# Predicting Application Workload via Extreme Value Analysis

Scalability plays a key role in the success of an application/service. Being
able to remain responsive in the face of heavy loads is crucial
for a growing application.
A lot of effort is spent to design scalable systems with the aid of
state of the art paradigms, frameworks and tools.
Developing a scalable system is, however, only part of the solutions.
A system capable of scaling is of no use if we do not know **when to
scale it**. The point is that we want our services to
scale up/out when the load is intensifying but at the same time
we want to strongly avoid scaling up/out when not needed. Scaling,
in fact, never comes for free: additional resources mean additional
costs that we want to avoid if not really necessary.

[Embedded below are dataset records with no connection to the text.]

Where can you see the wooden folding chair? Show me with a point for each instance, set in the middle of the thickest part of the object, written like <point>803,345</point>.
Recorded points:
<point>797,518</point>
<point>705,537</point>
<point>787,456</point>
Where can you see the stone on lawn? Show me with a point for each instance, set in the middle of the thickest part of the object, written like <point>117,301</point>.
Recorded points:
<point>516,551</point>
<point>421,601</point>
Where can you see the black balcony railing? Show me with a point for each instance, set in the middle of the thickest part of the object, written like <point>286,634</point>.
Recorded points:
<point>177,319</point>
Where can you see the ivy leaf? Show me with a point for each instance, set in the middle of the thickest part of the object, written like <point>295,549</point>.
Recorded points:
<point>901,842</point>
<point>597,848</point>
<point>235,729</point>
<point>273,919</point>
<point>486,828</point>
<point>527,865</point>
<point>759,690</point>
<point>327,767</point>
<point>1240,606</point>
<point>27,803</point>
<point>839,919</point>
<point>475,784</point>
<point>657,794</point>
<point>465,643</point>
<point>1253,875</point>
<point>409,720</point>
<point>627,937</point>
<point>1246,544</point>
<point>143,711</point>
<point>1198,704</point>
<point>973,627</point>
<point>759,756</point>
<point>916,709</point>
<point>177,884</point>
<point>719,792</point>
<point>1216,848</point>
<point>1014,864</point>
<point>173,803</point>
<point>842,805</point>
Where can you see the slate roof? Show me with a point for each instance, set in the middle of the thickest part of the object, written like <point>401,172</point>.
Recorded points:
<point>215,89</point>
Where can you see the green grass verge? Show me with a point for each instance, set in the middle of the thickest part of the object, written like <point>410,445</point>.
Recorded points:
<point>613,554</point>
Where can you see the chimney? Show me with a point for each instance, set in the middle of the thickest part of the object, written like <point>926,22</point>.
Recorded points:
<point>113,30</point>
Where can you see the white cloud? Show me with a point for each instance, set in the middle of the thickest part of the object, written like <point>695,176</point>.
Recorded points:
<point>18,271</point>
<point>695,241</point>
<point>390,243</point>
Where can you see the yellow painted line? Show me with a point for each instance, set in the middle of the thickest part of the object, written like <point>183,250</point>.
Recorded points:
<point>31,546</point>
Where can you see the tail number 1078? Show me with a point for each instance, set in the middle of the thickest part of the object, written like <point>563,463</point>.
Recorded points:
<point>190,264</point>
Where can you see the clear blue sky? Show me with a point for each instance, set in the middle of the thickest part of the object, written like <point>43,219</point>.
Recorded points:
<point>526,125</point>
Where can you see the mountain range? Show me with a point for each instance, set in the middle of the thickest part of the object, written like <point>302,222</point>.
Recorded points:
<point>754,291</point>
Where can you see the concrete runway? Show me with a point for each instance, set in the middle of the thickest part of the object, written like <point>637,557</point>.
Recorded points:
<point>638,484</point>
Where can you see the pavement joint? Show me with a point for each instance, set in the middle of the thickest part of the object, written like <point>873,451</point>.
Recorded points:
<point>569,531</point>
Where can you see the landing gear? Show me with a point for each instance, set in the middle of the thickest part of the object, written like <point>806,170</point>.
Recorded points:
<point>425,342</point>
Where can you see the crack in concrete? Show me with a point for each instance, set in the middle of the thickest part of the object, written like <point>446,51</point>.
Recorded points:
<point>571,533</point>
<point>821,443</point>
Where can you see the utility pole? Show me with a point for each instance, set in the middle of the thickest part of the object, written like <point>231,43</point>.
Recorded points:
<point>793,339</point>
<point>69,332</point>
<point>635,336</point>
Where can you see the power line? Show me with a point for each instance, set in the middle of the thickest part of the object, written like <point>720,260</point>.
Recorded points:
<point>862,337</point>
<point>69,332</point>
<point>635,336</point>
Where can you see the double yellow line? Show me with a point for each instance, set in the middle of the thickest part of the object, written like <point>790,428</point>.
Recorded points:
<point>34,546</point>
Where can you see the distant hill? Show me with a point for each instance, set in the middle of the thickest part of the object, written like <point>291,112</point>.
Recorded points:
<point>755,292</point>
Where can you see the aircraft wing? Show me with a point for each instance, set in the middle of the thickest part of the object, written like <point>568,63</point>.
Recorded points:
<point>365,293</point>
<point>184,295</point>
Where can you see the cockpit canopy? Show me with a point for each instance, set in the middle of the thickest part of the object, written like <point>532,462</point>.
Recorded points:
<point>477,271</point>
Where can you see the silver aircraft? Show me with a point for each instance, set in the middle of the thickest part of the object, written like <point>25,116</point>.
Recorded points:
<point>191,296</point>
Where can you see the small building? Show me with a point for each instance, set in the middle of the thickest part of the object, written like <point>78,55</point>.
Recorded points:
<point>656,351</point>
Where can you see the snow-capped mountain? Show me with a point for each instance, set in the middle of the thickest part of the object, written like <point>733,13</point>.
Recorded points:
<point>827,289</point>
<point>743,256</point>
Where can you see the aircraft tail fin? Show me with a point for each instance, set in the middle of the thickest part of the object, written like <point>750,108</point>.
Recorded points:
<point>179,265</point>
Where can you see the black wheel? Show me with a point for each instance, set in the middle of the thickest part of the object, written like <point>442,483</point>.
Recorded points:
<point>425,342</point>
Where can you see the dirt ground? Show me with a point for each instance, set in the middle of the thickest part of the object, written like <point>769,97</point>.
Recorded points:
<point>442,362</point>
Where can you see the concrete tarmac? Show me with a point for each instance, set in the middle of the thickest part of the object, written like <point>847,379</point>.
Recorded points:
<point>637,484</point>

To complicate this scenario, we might have committed to provide our users with a specific service level (e.g. through a Service Level Agreement). In this cases we can not afford to scale up/out when the load reaches critical levels but we rather want to be proactive. That is, we scale up/out before the Quality of Service offered to the users degrades. Proactiveness, however, often leads to provisioning and non cost-effective decisions.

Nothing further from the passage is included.